Un nuevo hecho de vandalismo generó indignación en la zona sur de Rosario. Este miércoles, la vecinal Domingo Matheu y el jardín maternal que funciona en sus instalaciones amanecieron con daños en su fachada, barro en las paredes y macetas rotas. Creen que fueron adolescentes del propio barrio. El hecho afectó las clases de los nenes de dos y tres años, en pleno período de adaptación.

Según informó El Tres desde el lugar, el ataque se concentró en el edificio ubicado frente a la plaza Domingo Matheu, en la zona de las calles Esteban de Luca y Callao. El frente del jardín y la vecinal quedó cubierto de barro y con destrozos en los maceteros antiguos, de mucho valor sentimental ya que habían sido donados por los vecinos a los largo del tiempo. 

Sandra, la directora del jardín maternal, relató con pesar la situación con la que se encontraron al intentar abrir las puertas para recibir a los niños. “Evidentemente estuvieron juntando barro y se dedicaron a hacer arte urbano con las manos y a tirar y a romper.
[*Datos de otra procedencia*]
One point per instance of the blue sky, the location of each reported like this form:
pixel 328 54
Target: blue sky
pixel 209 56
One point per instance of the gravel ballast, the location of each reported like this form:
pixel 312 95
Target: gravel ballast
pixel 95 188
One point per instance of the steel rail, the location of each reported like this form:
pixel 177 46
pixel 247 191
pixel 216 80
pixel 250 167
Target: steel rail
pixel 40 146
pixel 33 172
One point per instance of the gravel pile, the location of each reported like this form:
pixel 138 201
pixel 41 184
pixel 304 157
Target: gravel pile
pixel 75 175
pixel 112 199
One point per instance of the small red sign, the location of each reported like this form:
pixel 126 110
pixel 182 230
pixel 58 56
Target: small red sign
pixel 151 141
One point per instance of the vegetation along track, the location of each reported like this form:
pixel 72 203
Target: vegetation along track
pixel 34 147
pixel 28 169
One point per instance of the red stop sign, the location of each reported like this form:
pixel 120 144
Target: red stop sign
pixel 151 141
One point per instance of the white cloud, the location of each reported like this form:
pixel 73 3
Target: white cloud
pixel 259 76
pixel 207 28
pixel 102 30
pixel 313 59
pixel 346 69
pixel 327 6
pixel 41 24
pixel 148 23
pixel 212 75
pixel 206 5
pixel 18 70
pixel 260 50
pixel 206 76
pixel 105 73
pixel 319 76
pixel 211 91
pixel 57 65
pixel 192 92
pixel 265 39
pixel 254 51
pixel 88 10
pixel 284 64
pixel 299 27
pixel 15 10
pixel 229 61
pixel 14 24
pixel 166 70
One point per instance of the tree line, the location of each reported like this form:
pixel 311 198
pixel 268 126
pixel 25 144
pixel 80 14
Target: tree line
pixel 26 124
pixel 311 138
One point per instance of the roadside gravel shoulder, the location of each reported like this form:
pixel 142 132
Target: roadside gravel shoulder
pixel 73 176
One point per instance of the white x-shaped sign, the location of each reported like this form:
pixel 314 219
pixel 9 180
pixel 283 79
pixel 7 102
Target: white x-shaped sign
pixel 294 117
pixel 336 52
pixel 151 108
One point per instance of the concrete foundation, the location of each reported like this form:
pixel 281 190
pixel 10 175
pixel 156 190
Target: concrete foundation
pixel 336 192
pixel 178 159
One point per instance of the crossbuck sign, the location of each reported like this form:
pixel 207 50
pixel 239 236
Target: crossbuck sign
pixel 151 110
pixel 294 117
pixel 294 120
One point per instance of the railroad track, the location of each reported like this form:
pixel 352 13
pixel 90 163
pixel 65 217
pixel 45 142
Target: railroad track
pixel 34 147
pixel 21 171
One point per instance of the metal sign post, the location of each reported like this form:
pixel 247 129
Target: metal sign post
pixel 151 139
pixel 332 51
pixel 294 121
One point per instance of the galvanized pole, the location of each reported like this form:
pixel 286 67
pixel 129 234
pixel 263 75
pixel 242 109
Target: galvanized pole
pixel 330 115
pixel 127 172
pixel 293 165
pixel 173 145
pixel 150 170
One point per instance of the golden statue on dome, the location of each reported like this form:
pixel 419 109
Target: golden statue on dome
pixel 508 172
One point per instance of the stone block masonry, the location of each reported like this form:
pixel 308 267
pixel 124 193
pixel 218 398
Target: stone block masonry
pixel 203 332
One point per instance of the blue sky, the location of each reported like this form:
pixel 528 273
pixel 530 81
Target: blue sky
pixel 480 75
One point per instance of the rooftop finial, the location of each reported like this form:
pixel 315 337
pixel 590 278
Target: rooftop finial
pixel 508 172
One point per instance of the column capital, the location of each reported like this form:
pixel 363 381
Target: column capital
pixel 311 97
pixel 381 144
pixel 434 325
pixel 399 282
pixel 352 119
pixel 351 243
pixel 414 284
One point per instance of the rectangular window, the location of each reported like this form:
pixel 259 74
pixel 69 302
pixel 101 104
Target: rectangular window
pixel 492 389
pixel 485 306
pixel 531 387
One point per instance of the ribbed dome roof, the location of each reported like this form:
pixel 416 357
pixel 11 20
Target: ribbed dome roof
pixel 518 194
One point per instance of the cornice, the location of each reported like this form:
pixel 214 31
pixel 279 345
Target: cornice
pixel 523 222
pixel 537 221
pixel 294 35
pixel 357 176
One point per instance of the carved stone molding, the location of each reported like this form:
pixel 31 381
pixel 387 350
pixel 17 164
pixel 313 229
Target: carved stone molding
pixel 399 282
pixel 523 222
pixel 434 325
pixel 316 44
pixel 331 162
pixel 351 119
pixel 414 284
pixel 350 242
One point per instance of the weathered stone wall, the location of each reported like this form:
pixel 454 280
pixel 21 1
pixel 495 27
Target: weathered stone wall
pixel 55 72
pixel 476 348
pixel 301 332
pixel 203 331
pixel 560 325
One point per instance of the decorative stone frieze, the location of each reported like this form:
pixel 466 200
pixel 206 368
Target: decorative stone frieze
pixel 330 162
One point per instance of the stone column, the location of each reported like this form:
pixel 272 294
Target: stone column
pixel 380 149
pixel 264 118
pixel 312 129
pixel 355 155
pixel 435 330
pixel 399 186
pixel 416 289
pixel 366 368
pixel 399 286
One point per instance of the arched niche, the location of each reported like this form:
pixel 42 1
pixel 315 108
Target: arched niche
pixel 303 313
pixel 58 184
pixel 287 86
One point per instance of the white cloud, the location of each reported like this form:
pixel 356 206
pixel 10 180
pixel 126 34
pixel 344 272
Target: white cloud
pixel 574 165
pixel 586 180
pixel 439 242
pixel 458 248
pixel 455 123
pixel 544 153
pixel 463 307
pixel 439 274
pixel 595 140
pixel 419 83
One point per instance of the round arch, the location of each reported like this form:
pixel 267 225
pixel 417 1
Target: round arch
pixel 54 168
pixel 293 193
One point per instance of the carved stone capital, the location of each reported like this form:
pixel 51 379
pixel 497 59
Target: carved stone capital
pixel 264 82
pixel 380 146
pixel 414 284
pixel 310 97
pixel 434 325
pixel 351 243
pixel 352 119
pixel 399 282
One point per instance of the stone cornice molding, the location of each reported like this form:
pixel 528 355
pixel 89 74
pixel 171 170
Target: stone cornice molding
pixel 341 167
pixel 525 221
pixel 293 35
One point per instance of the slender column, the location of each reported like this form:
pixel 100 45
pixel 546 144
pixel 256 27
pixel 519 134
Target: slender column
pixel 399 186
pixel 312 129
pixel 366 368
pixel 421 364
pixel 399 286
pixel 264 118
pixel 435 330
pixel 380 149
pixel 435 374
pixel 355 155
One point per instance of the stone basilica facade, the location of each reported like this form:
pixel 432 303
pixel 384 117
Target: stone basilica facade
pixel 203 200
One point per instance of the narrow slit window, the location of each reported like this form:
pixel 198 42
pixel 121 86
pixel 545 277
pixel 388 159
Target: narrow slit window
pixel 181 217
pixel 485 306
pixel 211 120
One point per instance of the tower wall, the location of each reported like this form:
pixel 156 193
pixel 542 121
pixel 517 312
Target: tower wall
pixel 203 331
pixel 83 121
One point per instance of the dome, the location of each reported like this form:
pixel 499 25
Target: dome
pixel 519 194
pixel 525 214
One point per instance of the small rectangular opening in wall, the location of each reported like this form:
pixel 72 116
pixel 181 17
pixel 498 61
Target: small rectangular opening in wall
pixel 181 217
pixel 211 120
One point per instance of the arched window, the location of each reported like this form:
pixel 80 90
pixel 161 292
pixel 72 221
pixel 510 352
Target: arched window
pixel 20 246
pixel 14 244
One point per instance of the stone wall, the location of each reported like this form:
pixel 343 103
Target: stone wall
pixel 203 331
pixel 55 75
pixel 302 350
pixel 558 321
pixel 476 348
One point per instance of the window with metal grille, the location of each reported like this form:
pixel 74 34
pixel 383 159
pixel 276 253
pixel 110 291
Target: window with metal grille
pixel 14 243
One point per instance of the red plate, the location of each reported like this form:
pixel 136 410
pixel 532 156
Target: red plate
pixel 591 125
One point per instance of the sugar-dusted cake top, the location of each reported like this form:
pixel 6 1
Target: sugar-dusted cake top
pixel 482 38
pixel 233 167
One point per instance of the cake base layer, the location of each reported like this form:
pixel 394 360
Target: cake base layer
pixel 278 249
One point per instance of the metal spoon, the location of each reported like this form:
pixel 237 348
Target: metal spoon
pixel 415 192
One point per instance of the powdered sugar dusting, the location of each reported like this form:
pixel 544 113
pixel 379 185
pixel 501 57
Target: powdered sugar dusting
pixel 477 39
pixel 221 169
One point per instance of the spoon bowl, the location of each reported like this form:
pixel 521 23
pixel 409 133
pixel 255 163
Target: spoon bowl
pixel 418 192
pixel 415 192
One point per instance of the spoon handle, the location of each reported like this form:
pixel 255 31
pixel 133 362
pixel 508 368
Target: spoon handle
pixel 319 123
Nos rompieron dos maceteros de muchos años de vecinos que los donaron para la vecinal, que ya no están, no van a estar más”, lamentó. “Es triste”, resumió.

La directora explicó que el ataque ocurrió durante la noche y apuntó a jóvenes del barrio. “Aparentemente por los grupos de vecinos que nosotros tenemos, hasta las 11 de la noche hubo gente y estaba todo bien. O sea que quiere decir que después de la medianoche esos chicos vienen a la plaza”, detalló. Además, reflexionó sobre la situación social y el rol de los hogares: “Estamos luchando contra los chicos y también contra las familias que no educan. Los chicos tienen que haber ido sucios a las casas, los deben haber visto los papás”.

El jardín funciona como un espacio de contención fundamental para el barrio, sostenido principalmente por el esfuerzo de la comisión directiva y los docentes. En ese sentido, Sandra remarcó una de las principales necesidades de la zona: “¿Qué nos faltaría en el barrio? El jardín oficial, el jardín público. Para que muchas familias no tengan que traer a sus niños y pagar una cuota mensual que tiene un valor determinado, pero que hay muchas familias a las que no les alcanza”.

Por su parte, un vecino y padre de uno de los alumnos expresó su frustración ante el daño a un espacio que cuesta tanto mantener. “Tristeza, porque uno ve a una persona que le dedica todo todos los días a mis hijos, a los hijos de todos los papás, con mucho esfuerzo, mucha dedicación, entonces verla a ella, o encontrarte con esto, es una vergüenza”, dijo. El hombre también hizo hincapié en el impacto económico que estos actos representan. “El gasto que implica para la institución, poner personal, pintar otra vez, hace un mes más o menos, la anterior lluvia ocurrió lo mismo”, recordó.

Para intentar identificar a los responsables, la atención está puesta en los registros fílmicos del barrio. Sin embargo, la institución enfrenta problemas técnicos que dificultan la tarea. “En nuestra vecinal hay cámaras, pero no funcionan porque no llega el servicio de internet. Y en la esquina de Esteban de Luca y Callao están las cámaras que puso el Ministerio de Seguridad, que estamos averiguando si funcionan”, indicó la directora, a la espera de una respuesta oficial para dar con los responsables de este nuevo ataque.